Shrimper Phuoc Tang and his crew are hauling about 1,000 pounds of white shrimp in colorful plastic fishing baskets off his boat and onto the dock.
“We did good today,” he said.
Tang is excited because this is projected to be his best season. According to state scientists, 2016 is expected to yield the biggest roe white shrimp crop in 37 years.
South Carolina Department of Natural Resources Marine Scientist Steve Arnott attributes the optimistic forecast to weather conditions. He said the influx of freshwater from October’s floods moved many of the crustaceans from the upper estuaries into the waters where the shrimp boats are.
“Since the flood that general story has continued,” Arnott said. “We are seeing very high numbers of shrimp.”
He adds the warm winter was also a factor.
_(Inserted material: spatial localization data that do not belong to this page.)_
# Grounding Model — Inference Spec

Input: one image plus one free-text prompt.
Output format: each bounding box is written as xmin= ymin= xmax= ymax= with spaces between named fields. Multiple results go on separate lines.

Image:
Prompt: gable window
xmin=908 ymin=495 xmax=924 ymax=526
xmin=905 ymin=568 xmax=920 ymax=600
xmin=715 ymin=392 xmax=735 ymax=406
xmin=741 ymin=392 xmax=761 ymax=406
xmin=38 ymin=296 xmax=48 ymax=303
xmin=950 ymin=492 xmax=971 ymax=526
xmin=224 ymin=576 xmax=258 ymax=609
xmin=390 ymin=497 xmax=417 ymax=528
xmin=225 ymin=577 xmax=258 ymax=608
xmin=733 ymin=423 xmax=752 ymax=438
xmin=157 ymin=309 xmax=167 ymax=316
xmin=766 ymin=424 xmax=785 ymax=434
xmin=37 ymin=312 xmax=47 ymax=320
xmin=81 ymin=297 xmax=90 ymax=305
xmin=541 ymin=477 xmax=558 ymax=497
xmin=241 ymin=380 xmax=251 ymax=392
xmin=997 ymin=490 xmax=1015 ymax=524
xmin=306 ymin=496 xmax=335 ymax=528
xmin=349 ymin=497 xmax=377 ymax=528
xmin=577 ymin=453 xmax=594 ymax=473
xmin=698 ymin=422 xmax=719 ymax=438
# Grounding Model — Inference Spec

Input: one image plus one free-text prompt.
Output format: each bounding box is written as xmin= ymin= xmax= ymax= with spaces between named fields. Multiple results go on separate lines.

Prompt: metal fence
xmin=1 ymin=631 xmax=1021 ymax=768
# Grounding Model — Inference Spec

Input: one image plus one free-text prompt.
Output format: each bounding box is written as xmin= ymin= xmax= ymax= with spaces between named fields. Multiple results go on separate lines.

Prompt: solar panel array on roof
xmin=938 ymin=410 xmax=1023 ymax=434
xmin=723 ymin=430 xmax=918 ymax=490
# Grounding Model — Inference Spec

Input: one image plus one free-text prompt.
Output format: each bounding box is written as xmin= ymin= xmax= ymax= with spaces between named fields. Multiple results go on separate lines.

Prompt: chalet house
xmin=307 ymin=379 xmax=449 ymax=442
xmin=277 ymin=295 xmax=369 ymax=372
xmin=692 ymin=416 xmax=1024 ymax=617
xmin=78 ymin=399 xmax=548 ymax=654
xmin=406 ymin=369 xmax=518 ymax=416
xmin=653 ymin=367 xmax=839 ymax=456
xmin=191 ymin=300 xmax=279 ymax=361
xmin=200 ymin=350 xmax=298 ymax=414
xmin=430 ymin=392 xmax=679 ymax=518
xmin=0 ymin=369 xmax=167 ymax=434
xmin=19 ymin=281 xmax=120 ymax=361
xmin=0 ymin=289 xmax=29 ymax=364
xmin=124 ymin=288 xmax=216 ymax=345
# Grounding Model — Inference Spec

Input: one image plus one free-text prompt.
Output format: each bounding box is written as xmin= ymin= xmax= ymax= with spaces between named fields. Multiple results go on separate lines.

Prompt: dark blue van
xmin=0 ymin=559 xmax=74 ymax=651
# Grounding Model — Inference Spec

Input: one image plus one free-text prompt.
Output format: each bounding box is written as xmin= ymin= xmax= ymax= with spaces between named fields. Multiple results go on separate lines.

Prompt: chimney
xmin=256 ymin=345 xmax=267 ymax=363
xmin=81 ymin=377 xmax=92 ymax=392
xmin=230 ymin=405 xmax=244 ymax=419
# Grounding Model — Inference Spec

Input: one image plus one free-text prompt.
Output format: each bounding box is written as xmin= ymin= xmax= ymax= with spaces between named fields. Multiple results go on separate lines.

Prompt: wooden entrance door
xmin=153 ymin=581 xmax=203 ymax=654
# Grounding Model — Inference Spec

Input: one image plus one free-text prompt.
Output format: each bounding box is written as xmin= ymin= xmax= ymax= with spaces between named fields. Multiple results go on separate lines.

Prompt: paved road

Scientists at the National Oceanic and Atmospheric Administration and National Aeronautics and Space Administration say 2015 was earth’s hottest year since they began record keeping 135 years ago.
“Shrimp survival is very dependent on that temperature effect,” he said.
According to Arnott, shrimp food such as plankton, worms, and larvae were also brought down with the flood waters.
“They acted a little bit like a fertilizer within estuary,” he said. “We think that is probably an extra thing that has boosted or helped them sort of growing and surviving.”
With plentiful supply, come lower prices.
Data from Urner Barry, a company that tracks food prices, shows five pound blocks of domestic white shrimp are a few dollars cheaper than they were this time last year.
Shrimpers like Warren Rector, also known as Bubba, are hoping to sell as much as they can from small markets right off the dock. He sells a portion of his daily catch to customers from a small brown shack with a tin roof just a few feet away from his boat.
Rector said a few restaurants that buy shrimp directly from him, “But most of our stuff is just repeat business that people have been buying from us.”
He is cautiously optimistic about the outlook for this season. Leaning on a wooden pole with a beer in hand, the 69-year-old shrimper warns he doesn’t pay attention to the talk of a record year.
“I don’t never predict,” Rector said. “Don’t ask me to do it, because all you doing is jinxing yourself.
He said he’ll continue to take one day of the shrimp season at a time.